Der moderne Umfragebetrug wird zunehmend schwieriger zu identifizieren, da viele technische Hürden leicht umgangen werden können. Betrüger nutzen Dienste wie TunnelBear, um ihre IP-Adresse zu verschleiern und ihren Standort zu ändern, wodurch sie an mehreren Umfragen teilnehmen können, die geografische Beschränkungen haben, und so mehrfach Anreize sammeln. Auch Fangfragen verlieren an Wirksamkeit: P&G hat beobachtet, dass Betrüger ihre Bots anpassen, sobald sie Fangfragen erkennen, und diese gezielt umgehen. Um betrügerisches Antwortverhalten zukünftig zuverlässig aufdecken zu können, ist eine ganzheitliche Prüfung der Umfragedaten unerlässlich.

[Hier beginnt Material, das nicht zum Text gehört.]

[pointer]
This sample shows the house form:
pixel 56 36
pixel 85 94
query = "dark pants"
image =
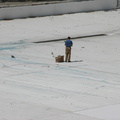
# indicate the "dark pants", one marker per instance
pixel 68 54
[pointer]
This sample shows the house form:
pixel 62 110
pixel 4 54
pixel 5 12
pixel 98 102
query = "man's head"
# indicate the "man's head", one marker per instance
pixel 69 38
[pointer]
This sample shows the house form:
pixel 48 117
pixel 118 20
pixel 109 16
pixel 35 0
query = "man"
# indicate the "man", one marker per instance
pixel 68 44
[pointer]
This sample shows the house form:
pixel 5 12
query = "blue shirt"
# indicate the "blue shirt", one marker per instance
pixel 68 43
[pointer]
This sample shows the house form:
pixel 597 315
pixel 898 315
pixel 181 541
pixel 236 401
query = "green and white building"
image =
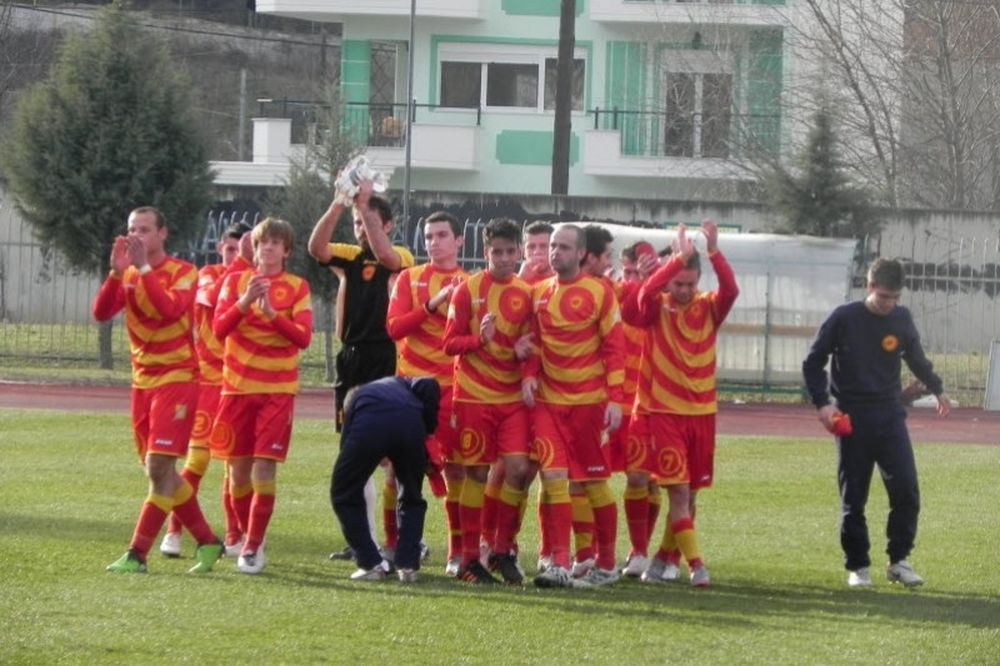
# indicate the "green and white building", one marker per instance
pixel 669 96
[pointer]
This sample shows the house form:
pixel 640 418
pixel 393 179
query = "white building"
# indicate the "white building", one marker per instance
pixel 669 97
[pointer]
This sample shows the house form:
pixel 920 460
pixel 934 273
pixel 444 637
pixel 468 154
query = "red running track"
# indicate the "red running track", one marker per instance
pixel 963 426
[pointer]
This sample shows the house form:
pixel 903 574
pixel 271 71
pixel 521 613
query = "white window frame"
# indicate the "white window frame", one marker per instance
pixel 508 54
pixel 696 63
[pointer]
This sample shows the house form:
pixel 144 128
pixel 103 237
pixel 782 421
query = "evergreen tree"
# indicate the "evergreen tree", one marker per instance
pixel 817 198
pixel 306 195
pixel 110 129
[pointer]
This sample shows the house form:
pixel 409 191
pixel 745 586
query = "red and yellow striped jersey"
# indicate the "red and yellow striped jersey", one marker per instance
pixel 159 317
pixel 634 338
pixel 208 346
pixel 579 334
pixel 419 334
pixel 487 373
pixel 678 369
pixel 261 355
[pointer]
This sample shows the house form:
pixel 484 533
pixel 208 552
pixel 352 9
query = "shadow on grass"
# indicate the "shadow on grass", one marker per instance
pixel 728 603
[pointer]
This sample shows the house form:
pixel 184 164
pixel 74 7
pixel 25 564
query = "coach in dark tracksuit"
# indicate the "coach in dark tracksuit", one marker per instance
pixel 388 418
pixel 867 340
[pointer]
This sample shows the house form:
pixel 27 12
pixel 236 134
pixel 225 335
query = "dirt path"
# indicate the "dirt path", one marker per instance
pixel 963 426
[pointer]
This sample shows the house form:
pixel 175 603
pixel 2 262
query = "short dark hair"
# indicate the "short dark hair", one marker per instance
pixel 382 207
pixel 445 216
pixel 887 273
pixel 581 238
pixel 540 227
pixel 273 227
pixel 236 230
pixel 501 227
pixel 596 240
pixel 161 221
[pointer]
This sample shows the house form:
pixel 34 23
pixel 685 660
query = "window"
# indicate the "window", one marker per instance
pixel 550 83
pixel 460 84
pixel 698 107
pixel 511 85
pixel 502 76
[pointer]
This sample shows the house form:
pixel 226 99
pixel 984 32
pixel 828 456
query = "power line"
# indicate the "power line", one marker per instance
pixel 212 33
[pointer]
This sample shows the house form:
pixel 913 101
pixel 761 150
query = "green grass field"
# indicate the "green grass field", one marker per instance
pixel 71 488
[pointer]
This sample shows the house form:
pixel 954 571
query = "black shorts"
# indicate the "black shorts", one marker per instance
pixel 357 365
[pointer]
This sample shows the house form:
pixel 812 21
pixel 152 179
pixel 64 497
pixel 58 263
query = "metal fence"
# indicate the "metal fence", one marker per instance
pixel 953 289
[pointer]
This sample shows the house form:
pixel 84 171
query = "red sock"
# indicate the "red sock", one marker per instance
pixel 491 504
pixel 193 477
pixel 242 496
pixel 261 508
pixel 559 518
pixel 151 517
pixel 508 518
pixel 654 514
pixel 605 523
pixel 470 518
pixel 451 508
pixel 187 510
pixel 389 521
pixel 637 518
pixel 544 549
pixel 583 526
pixel 233 531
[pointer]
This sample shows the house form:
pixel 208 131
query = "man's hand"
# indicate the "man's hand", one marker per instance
pixel 136 251
pixel 826 414
pixel 487 328
pixel 612 416
pixel 529 385
pixel 524 346
pixel 646 264
pixel 246 247
pixel 682 245
pixel 256 289
pixel 364 195
pixel 119 255
pixel 944 404
pixel 711 232
pixel 442 296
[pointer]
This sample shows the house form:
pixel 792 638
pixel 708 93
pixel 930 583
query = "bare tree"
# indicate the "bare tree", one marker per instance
pixel 563 123
pixel 917 91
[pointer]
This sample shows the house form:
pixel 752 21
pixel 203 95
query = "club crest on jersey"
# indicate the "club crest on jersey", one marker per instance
pixel 281 296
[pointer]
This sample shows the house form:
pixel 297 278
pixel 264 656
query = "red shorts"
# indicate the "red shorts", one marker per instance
pixel 162 418
pixel 617 448
pixel 441 445
pixel 255 425
pixel 487 431
pixel 569 437
pixel 208 407
pixel 680 449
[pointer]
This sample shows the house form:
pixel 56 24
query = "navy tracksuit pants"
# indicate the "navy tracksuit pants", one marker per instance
pixel 879 438
pixel 370 434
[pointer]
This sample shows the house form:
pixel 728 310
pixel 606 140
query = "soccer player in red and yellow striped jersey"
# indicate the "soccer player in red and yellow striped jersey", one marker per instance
pixel 574 384
pixel 489 313
pixel 209 350
pixel 676 405
pixel 265 317
pixel 534 268
pixel 157 293
pixel 418 310
pixel 642 495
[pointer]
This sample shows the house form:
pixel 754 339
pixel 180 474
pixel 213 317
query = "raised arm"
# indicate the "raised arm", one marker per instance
pixel 322 234
pixel 378 239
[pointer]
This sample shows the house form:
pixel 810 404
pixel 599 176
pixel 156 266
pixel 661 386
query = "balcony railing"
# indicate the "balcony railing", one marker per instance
pixel 694 135
pixel 365 123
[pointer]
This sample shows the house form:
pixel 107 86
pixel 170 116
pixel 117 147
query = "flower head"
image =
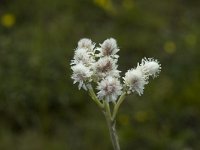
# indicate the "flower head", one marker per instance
pixel 83 56
pixel 135 80
pixel 86 43
pixel 106 66
pixel 109 48
pixel 81 74
pixel 150 67
pixel 109 88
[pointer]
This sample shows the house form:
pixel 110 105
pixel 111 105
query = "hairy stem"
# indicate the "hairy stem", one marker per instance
pixel 111 127
pixel 116 107
pixel 94 97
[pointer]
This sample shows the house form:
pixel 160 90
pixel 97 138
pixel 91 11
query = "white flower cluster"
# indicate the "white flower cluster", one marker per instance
pixel 99 65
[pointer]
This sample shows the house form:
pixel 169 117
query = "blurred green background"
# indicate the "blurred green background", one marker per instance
pixel 41 109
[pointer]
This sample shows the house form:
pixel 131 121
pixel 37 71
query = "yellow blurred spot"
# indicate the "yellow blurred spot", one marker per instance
pixel 105 4
pixel 170 47
pixel 124 119
pixel 191 40
pixel 8 20
pixel 141 116
pixel 128 4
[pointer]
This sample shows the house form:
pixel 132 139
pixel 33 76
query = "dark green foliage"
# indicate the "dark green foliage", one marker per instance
pixel 41 109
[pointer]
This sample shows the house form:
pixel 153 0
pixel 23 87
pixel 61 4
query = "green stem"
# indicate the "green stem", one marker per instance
pixel 116 107
pixel 94 97
pixel 111 127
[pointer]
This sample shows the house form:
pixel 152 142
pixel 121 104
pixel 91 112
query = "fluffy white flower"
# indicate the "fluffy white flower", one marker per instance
pixel 135 80
pixel 86 43
pixel 83 56
pixel 150 67
pixel 106 66
pixel 81 74
pixel 108 48
pixel 109 88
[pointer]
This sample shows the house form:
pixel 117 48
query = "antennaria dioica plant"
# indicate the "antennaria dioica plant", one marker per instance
pixel 98 66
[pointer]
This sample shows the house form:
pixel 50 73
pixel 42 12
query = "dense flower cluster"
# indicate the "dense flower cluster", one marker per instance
pixel 99 65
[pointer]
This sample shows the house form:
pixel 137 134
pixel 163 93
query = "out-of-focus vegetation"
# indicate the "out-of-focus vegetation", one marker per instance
pixel 40 109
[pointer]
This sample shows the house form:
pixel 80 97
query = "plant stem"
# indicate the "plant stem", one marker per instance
pixel 116 107
pixel 93 96
pixel 111 127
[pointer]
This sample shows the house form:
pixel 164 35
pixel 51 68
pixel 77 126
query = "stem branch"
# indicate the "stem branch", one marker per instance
pixel 111 127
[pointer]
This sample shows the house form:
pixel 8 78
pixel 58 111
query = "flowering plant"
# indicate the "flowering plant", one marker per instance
pixel 98 66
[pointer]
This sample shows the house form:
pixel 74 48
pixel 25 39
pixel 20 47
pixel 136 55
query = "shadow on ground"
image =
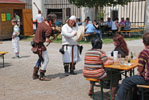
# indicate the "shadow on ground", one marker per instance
pixel 5 65
pixel 97 95
pixel 62 75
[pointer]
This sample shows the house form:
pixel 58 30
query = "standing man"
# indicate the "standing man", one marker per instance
pixel 15 38
pixel 43 33
pixel 70 45
pixel 39 18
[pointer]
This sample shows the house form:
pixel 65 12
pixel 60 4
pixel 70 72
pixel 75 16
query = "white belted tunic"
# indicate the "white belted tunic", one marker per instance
pixel 68 39
pixel 15 40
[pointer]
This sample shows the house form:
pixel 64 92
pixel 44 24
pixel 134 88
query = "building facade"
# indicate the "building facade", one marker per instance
pixel 135 10
pixel 62 8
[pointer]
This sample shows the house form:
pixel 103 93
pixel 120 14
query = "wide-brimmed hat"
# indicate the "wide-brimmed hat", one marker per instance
pixel 73 18
pixel 80 32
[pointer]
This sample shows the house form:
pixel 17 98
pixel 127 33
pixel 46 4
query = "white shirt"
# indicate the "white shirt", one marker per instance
pixel 39 18
pixel 68 35
pixel 16 30
pixel 114 26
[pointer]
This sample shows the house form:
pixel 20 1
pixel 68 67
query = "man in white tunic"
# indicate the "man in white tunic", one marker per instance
pixel 15 38
pixel 70 45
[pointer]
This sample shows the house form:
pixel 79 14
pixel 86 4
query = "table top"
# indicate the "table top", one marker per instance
pixel 133 62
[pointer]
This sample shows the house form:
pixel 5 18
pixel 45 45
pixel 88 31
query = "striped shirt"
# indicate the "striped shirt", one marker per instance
pixel 143 63
pixel 94 59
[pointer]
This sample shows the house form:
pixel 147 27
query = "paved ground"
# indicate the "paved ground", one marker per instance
pixel 16 78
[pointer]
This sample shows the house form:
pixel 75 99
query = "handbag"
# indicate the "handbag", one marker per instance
pixel 96 73
pixel 35 50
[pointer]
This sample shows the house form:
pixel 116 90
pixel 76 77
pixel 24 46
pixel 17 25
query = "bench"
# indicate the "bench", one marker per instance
pixel 88 36
pixel 2 53
pixel 92 82
pixel 144 89
pixel 134 32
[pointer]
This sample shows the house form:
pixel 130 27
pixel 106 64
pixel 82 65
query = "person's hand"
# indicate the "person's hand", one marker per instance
pixel 48 40
pixel 12 36
pixel 75 34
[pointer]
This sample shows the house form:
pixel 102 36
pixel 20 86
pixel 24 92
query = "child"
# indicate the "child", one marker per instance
pixel 95 59
pixel 143 72
pixel 15 38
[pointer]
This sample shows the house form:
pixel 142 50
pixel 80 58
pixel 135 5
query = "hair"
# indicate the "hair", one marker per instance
pixel 127 18
pixel 51 17
pixel 121 43
pixel 146 38
pixel 116 19
pixel 96 43
pixel 39 11
pixel 14 20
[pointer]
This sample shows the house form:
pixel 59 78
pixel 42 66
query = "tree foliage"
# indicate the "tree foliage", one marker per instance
pixel 101 3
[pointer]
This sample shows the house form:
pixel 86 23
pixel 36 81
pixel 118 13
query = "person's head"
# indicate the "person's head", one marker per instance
pixel 94 22
pixel 78 20
pixel 119 41
pixel 101 19
pixel 146 39
pixel 96 43
pixel 14 21
pixel 88 18
pixel 52 17
pixel 116 19
pixel 122 19
pixel 39 11
pixel 109 19
pixel 127 19
pixel 71 21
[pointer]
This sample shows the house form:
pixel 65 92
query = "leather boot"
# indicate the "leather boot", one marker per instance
pixel 42 76
pixel 72 69
pixel 35 73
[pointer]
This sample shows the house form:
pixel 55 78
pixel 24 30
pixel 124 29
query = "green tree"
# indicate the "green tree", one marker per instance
pixel 98 3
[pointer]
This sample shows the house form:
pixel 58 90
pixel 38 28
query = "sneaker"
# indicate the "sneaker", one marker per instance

Auswirkungen auf Forschungsergebnisse
Betrügerische Daten können schwerwiegende Konsequenzen haben. Laut dem 2023 Cybersecurity Ventures Cybercrime Report werden die jährlichen Kosten für Cyberbetrug, zu dem auch Umfragebetrug gehört, bis 2025 weltweit auf 10,5 Billionen Dollar geschätzt. Auf dem Quality Day präsentierte Tia Maurer ein eindringliches Beispiel einer gescheiterten Produkteinführung aufgrund unzuverlässiger Umfragedaten, die Kosten in Millionenhöhe verursachten. Die Pre-Launch-Daten einer klinischen Zahnpasta signalisierten eine hohe Nachfrage und starken Kaufwillen. Doch die Realität sah anders aus: Die Zufriedenheit der Kunden mit dem Produkt und die Absatzzahlen waren erschreckend niedrig. Eine genauere Analyse der Daten ergab, dass die Pre-Launch Ergebnisse alles andere als vertrauenswürdig waren. Die bereinigten Post-Launch-Daten offenbarten eine tatsächliche Kaufabsicht, die weniger als halb so hoch war, wie ursprünglich angenommen.